BZOJ 1001: [BeiJing2006]狼抓兔子 (最小割)
虽然联赛考崩了,但还是要继续坚持下去啊,以后就去BZOJ上刷题吧QwQ
题目大意
给你一个\(n*m\)的矩形平面图,斜边和直边上都有权值,选一些边,使\((1,1)\)和\((n,m)\)分开,使这些边权值和最小!
解题思路
比较明显的一个最小割,和[ZJOI2009]狼和羊的故事很像的,都是将两个联通块分开,问分开边权和的最小值。
一开始调了比较久,答案都小了,因为我没有将从下向上走的边连上去,这种就会使答案偏小,所以以后要多注意一下这种最小割的题要连两条边。
而且这种题目好像也不用拆点。。所以一开始有点傻,拆了点做的所以\(GetPoint\)会多一个\(id\)自动忽略掉吧。。
好像最小割并不是正解,但进行一些优化能卡过去(参考了下hzwer大佬的)。
正解使S-T平面图上求最小割,具体参考这篇论文
像那种双向边,可以都连边权值大小的边,没必要连反向边了(因为可以把它们当做互为反向边)。
代码
/**************************************************************
Problem: 1001
User: zjp_shadow
Language: C++
Result: Accepted
Time:1512 ms
Memory:84972 kb
****************************************************************/
#include <bits/stdc++.h>
#define For(i, l, r) for(register int i = (l), _end_ = (int)(r); i <= _end_; ++i)
#define Fordown(i, r, l) for(register int i = (r), _end_ = (int)(l); i >= _end_; --i)
#define Set(a, v) memset(a, v, sizeof(a))
using namespace std;
bool chkmin(int &a, int b) {return b < a ? a = b, 1 : 0;}
bool chkmax(int &a, int b) {return b > a ? a = b, 1 : 0;}
inline int read() {
int x = 0, fh = 1; char ch = getchar();
for (; !isdigit(ch); ch = getchar() ) if (ch == '-') fh = -1;
for (; isdigit(ch); ch = getchar() ) x = (x<<1) + (x<<3) + (ch ^ '0');
return x * fh;
}
void File() {
#ifdef zjp_shadow
freopen ("1001.in", "r", stdin);
freopen ("1001.out", "w", stdout);
#endif
}
const int N = 1010 * 1010, M = N * 6;
int to[M], Next[M], Head[N], cap[M], e = 1;
inline void add_edge (int u, int v, int w) {
to[++e] = v;
Next[e] = Head[u];
cap[e] = w;
Head[u] = e;
}
int S, T;
int r, c;
const int inf = 0x3f3f3f3f;
inline int Get_Point(int x, int y, int id) { return (x - 1) * c + y; }
int dis[N], n;
inline bool Bfs() {
Set(dis, 0);
queue<int> Q;
Q.push(S);
dis[S] = 1;
while (!Q.empty() ) {
register int u = Q.front(); Q.pop();
for (register int i = Head[u]; i; i = Next[i])

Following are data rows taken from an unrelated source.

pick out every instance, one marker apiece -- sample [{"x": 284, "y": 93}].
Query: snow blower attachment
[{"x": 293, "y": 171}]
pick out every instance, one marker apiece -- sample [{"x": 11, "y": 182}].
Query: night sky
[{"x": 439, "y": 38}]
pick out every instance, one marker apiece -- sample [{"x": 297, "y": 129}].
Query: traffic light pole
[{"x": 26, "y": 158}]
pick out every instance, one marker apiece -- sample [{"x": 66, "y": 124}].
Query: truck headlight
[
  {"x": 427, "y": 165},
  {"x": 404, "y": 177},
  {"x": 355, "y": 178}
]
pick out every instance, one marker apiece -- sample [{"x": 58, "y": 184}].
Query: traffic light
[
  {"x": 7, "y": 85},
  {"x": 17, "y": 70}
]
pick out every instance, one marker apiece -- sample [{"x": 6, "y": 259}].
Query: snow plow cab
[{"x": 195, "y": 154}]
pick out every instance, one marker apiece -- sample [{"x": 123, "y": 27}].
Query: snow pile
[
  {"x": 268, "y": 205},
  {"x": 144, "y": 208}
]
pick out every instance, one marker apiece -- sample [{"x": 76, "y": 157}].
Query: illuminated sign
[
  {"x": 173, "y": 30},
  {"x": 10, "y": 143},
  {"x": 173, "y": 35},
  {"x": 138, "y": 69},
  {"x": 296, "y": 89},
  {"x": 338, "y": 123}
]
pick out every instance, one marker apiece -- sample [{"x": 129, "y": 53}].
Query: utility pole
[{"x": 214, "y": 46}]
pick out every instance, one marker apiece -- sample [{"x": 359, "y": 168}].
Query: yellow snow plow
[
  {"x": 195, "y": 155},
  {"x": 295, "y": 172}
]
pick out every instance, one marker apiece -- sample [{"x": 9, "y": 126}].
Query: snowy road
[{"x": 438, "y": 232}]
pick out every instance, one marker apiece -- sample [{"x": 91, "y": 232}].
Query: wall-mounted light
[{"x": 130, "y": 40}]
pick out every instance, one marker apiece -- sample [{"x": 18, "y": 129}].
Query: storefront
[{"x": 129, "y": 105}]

if (!dis[to[i]] && cap[i]) {
register int v = to[i];
dis[v] = dis[u] + 1;
if (v == T) return true;
Q.push(v);
}
}
return false;
}
int cur[N];
int Dfs(int u, int max_flow) {
if (u == T || !max_flow) return max_flow;
register int flow = 0, f;
for (register int& i = cur[u]; i; i = Next[i]) {
if ((dis[u] + 1 == dis[to[i]]) && (f = Dfs(to[i], min(max_flow, cap[i]) ) ) ) {
cap[i] -= f;
cap[i ^ 1] += f;
flow += f;
max_flow -= f;
if (!max_flow) break ;
}
}
if (!flow) dis[u] = 0;
return flow;
}
inline int Dinic() {
int sum_flow = 0;
while (Bfs() ) {
For (i, 1, n)
cur[i] = Head[i];
sum_flow += Dfs(S, inf);
}
return sum_flow;
}
int main () {
File() ;
r = read(), c = read();
For (i, 1, r)
For (j, 1, c - 1) {
static int u, v, w;
u = Get_Point(i, j, 1);
v = Get_Point(i, j + 1, 0);
w = read() ;
add_edge (u, v, w);
add_edge (v, u, w);
}
For (i, 1, r - 1)
For (j, 1, c) {
static int u, v, w;
u = Get_Point(i, j, 1);
v = Get_Point(i + 1, j, 0);
w = read() ;
add_edge (u, v, w);
add_edge (v, u, w);
}
For (i, 1, r - 1)
For (j, 1, c - 1) {
static int u, v, w;
u = Get_Point(i, j, 1);
v = Get_Point(i + 1, j + 1, 0);
w = read() ;
add_edge (u, v, w);
add_edge (v, u, w);
}
S = Get_Point(1, 1, 0);
T = Get_Point(r, c, 1);
n = T;
printf ("%d\n", Dinic() ) ;
return 0;
}